Qu'on me laisse m'occuper des riens, de tous ces petits riens qui, dans la quotidienneté privée, politique, médiatique, judiciaire, sociale et culturelle, sont laissés à l'abandon parce que, paraît-il, trop dérisoires et insignifiants ! Qu'on n'éprouve pas à mon égard une sorte de condescendance ironique parce que je serais en charge du vain et de l'inutile !
Ce n'est pas de la fausse modestie mais qu'irait faire un homme comme moi dans le traitement des sujets nobles, gravissimes, sociétaux, alors que je ne suis qu'humeurs, subjectivité, liberté, contradiction, superficialité rapide et admiration de quelques rares grands esprits, authentiques éclaireurs ? Pourquoi me priverais-je des délices et des poisons de la politique politicienne quand tant se consacrent aux enjeux du monde, aux rapports de force internationaux, à la géopolitique et, avec une assurance qui ne se démentira jamais malgré les résultats contraires, nous déchiffrent le rébus d'un univers de plus en plus illisible ?
Qu'on ne vienne me chercher des noises, puisque je ne vais gêner personne ni faire de l'ombre à quiconque, quand dans mon minuscule pré carré j'égrènerai, avec un inventaire qui ne pourra pas être exhaustif, tous ces riens qui m'agacent, me sollicitent, me mobilisent, m'indignent, me découragent ou me font prendre au sérieux, voire au tragique, ce qui, pour la plupart des êtres, serait à peine considéré !
Ces élus qui s'insultent sans s'écouter, pour précisément ne pas avoir à s'écouter.
Ces malappris confondant la contradiction des idées avec la haine de ceux qui les expriment.
Ces critiques littéraires ou cinématographiques qui oralement ou par écrit suintent la complaisance, s'en sortant par des "jubilatoire" ou des hyperboles aussi grotesques que leurs massacres.
Cette humanité qui ne sait pas regarder dans les yeux, dire bonjour ou bonsoir, se lever pour les personnes âgées, faire preuve de la politesse la plus élémentaire, souvent dans ces rames de métro où sourire à un enfant est un crime et ne pas se plonger dans son portable une anomalie !
Cette indignation quand on refuse d'appréhender en gros mais qu'on désire évaluer au détail ! Lorsqu'on ne se soumet pas au devoir de détester toute la France Insoumise et la gauche parce qu'elle serait la gauche mais qu'on a envie de privilégier les lumières des personnalités par rapport aux ombres délétères des antagonismes. Par exemple préférer un Jérôme Guedj socialiste à certains conservateurs obtus !

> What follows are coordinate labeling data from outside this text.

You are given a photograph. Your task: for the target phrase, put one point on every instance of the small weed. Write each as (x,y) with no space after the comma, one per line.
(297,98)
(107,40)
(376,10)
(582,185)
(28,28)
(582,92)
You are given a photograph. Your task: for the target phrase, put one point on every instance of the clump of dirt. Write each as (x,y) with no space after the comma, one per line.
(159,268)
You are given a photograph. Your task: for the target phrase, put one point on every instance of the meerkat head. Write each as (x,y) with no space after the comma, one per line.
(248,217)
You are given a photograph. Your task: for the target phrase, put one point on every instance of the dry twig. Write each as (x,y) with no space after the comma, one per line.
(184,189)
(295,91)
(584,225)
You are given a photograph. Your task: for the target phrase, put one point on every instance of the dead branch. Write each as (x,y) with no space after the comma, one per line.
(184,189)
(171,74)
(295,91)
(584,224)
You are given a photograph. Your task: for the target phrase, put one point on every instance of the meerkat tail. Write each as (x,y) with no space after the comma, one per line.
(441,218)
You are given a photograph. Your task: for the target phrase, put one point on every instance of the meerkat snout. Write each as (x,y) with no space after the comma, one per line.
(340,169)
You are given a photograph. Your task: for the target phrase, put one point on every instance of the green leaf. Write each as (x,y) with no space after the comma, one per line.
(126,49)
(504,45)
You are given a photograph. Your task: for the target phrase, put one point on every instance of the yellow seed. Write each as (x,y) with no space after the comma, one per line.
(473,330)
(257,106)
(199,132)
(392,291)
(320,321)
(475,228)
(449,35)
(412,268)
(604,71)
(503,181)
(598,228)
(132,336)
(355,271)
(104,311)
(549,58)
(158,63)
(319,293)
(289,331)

Ce petit cénacle de la droite intellectuelle et médiatique qui donne des leçons à la société tout entière mais qui n'est pas fichue de s'appliquer les mêmes règles, qui ne sait pas, par exemple, que le savoir-vivre n'est pas que pour les autres...
Ces inquisiteurs de droite comme de gauche qui sont incapables de la moindre nuance, qui adorent ou haïssent Israël en bloc et font dépendre leurs convictions du vent dominant ou de préjugés jamais questionnés. Pour la liberté d'une Élisabeth Lévy, que de médiocres idéologues, de déplorables castrateurs !

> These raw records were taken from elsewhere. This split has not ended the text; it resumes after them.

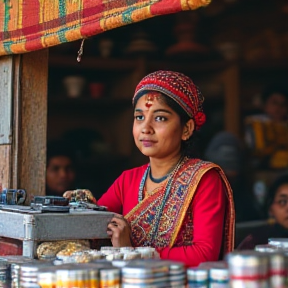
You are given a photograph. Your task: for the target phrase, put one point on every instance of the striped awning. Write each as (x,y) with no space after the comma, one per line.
(28,25)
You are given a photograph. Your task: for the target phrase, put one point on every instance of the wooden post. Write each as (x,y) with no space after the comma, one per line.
(23,114)
(232,99)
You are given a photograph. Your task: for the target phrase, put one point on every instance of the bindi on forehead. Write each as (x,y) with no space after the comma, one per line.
(150,98)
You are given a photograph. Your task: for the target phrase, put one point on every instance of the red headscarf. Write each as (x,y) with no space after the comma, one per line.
(178,87)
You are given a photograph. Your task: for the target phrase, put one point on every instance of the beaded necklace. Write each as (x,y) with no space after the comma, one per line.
(158,180)
(166,193)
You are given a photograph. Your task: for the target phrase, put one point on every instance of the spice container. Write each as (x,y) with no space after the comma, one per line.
(266,248)
(47,277)
(248,269)
(3,272)
(197,277)
(279,242)
(219,277)
(110,278)
(146,274)
(29,274)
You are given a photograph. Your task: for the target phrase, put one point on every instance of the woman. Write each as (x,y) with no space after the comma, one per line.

Ces justiciers de mauvais aloi qui ne distinguent pas le bon grain de l'ivraie, qui s'estiment plus sages et compétents que les juges, n'acceptent pas la moindre compréhension à l'égard de ceux qu'il était capital de honnir - par exemple Nicolas Bedos - ou la plus petite réserve à l'encontre de ces personnes qui sont sanctifiées à proportion de leurs ennuis judiciaires, notamment Nicolas Sarkozy.
Ces journalistes écorchant la langue française, persuadés d'être plus importants que leur invité, avec leurs questions tellement longues que la réponse est réduite à la portion congrue.

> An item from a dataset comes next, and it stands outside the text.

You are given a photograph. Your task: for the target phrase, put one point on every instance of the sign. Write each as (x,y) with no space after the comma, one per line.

Ces moutons de Panurge créant, dans le monde culturel et médiatique, des vedettes qui ne valent pas tripette mais bénéficiant d'un monopole abusivement engendré. Pour un Michel Drucker, que de piètres modèles !
Ces amis de tous registres prêts à vous aider quand vous n'avez pas besoin d'eux mais absents quand vous les sollicitez !
Ces pourfendeurs, ces éradicateurs de la liberté d'expression des autres mais se vantant de respecter ce beau principe à usage strictement personnel.
Ces médiocres crachant sur des mondes, par exemple politique, dont ils sont pourtant à des années-lumière pour l'esprit et la qualité. Ces petits maîtres s'érigeant en modèles quand ils ne sont que des repoussoirs !
Ces interminables monologues dans la vie sociale comme si l'art de la conversation avait disparu et que les conférences, partout, avaient substitué aux causeurs les didactiques.
Ces quelques hommes et femmes de pouvoir oubliant que sans exemplarité sur tous les plans, ils dégradent une République dont ils ont sans cesse le mot à la bouche.
Cette vertu essentielle qui, dans toutes les séquences de la vie collective ou singulière, devrait dominer mais qu'on recherche aujourd'hui désespérément : le courage.
Tous ces humains, ces professionnels qui se prennent pour des emblèmes, des institutions avant de l'avoir démontré par le plus petit commencement de preuve.
Tous ces compassionnels prêts à être infiniment généreux sur la peau des autres et déniant aux transgresseurs l'honneur d'avoir été responsables de leurs actes. La société ne les a pas engendrés, ils ont mal usé de ce qu'elle leur avait donné ou refusé.
Ces riens qui viennent, seconde après seconde, irriter ma susceptibilité, ma sensibilité, je ne les tiens pas pour rien ! Il faut se battre pour les traiter comme ils le méritent.